I would not lightly dismiss the concerns of parents overwhelmed at the idea of rearing a disabled child, especially if they are poor, or have their own health concerns or other burdens. And I am sympathetic to parents who worry that such child would suffer, especially if they don’t know any Down syndrome people personally.
I do. Indeed, if I were to suggest medical issues likely to cause suffering in life, Down syndrome wouldn’t be high on the list.

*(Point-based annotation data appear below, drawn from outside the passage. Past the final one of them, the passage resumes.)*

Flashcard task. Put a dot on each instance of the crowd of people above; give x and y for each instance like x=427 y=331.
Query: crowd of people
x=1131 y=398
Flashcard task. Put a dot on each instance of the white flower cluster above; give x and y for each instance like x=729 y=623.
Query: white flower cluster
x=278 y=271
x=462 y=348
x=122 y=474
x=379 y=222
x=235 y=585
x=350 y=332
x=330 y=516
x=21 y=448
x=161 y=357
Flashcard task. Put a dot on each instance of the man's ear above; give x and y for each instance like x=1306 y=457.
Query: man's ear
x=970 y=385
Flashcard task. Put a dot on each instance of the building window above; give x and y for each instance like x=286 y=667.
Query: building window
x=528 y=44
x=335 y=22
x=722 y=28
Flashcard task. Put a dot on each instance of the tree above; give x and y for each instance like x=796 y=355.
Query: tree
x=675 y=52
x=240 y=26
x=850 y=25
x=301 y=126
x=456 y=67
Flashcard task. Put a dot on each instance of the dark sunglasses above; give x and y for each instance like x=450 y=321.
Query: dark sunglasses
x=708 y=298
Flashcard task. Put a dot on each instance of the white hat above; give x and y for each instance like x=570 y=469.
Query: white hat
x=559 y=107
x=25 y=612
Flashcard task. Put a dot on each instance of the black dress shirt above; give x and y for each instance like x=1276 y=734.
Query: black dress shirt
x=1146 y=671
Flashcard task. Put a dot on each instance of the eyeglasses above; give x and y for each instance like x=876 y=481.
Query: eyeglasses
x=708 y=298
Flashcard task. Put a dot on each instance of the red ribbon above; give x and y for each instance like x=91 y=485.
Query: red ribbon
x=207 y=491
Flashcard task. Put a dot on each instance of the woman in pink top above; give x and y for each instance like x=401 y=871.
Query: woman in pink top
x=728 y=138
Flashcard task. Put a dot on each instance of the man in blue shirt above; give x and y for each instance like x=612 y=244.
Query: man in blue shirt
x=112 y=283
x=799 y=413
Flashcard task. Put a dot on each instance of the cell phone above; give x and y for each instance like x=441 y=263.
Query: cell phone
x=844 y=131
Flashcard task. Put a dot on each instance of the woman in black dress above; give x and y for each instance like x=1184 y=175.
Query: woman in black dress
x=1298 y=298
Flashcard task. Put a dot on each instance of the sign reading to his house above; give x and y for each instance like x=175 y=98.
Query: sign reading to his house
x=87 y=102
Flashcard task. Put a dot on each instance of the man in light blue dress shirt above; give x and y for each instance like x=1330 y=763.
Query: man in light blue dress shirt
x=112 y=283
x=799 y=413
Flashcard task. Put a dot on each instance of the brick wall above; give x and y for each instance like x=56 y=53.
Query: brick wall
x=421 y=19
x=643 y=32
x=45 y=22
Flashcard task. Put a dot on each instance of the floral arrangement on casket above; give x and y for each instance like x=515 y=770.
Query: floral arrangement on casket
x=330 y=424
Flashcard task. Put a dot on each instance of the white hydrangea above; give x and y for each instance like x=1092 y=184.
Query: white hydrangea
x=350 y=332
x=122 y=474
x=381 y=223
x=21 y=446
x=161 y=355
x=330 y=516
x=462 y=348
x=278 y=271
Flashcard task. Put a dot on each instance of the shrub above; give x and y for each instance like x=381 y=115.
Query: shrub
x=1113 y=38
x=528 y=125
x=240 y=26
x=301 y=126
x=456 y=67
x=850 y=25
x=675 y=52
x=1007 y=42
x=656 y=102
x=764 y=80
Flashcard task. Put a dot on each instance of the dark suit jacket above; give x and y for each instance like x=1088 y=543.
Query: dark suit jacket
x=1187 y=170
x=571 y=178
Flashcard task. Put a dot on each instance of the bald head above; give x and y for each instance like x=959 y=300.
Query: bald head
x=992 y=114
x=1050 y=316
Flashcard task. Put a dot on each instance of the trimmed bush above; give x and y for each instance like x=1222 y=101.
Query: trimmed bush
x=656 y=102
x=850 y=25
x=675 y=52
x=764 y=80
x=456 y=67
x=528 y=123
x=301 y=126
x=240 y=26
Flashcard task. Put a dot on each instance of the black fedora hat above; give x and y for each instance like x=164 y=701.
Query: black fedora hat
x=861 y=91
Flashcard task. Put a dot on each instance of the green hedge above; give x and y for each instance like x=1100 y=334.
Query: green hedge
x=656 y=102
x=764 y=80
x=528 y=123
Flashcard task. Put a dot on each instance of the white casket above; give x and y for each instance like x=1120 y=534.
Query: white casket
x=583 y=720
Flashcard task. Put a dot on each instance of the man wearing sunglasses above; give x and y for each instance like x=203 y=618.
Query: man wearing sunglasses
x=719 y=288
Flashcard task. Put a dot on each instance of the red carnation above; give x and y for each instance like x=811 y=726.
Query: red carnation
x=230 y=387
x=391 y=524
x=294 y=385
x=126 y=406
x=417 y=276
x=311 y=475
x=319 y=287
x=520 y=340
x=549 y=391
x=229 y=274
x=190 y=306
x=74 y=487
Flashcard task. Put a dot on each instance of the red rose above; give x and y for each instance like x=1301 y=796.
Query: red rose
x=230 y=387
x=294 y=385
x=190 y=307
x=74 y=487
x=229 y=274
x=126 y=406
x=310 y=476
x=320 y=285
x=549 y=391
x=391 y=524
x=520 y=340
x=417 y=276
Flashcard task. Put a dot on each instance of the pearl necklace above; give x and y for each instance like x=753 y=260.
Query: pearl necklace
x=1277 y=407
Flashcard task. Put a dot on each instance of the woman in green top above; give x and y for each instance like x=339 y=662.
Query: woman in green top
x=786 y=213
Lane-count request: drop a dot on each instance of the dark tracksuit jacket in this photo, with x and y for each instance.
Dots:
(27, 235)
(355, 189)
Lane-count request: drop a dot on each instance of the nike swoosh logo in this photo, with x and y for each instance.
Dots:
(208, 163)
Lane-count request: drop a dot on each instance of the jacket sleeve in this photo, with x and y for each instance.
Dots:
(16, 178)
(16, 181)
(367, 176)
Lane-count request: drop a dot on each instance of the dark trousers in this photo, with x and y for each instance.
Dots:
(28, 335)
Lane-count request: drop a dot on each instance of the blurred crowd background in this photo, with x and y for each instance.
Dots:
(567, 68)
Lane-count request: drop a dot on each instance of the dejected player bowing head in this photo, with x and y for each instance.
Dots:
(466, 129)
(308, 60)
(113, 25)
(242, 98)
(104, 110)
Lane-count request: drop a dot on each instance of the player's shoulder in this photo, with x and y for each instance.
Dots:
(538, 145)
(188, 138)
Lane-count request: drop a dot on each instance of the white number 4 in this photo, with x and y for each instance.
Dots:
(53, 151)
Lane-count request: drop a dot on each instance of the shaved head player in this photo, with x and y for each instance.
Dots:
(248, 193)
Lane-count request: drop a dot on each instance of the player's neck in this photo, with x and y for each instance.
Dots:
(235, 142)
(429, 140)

My experience accords with what was reported at NRO “…research shows that close to 100 percent of people with Down syndrome are happy and that close to 100 percent of their parents are glad they chose life for their children.” Schizophrenia, bipolar disorder, substance abuse and deafness are all sources of at least as much difficulty and pain, for everyone involved. The lives of my loved ones thus afflicted are nevertheless very much worth living.
I am pro-choice because I believe that a human being has an absolute right to determine whether, how and for how long another human being may make use of her body.
However I don’t believe we have the right to be ignorant, to deliberately not know what exercising the right to bodily self-determination actually means.
Trusting women surely means trusting them with all the relevant information rather than encouraging denial.
If nothing else, perhaps we on the pro-choice side could be just a shade more willing to engage with, or at least express less open contempt, for the millions of pro-life Americans who look at these same facts and come to a different, difficult conclusion?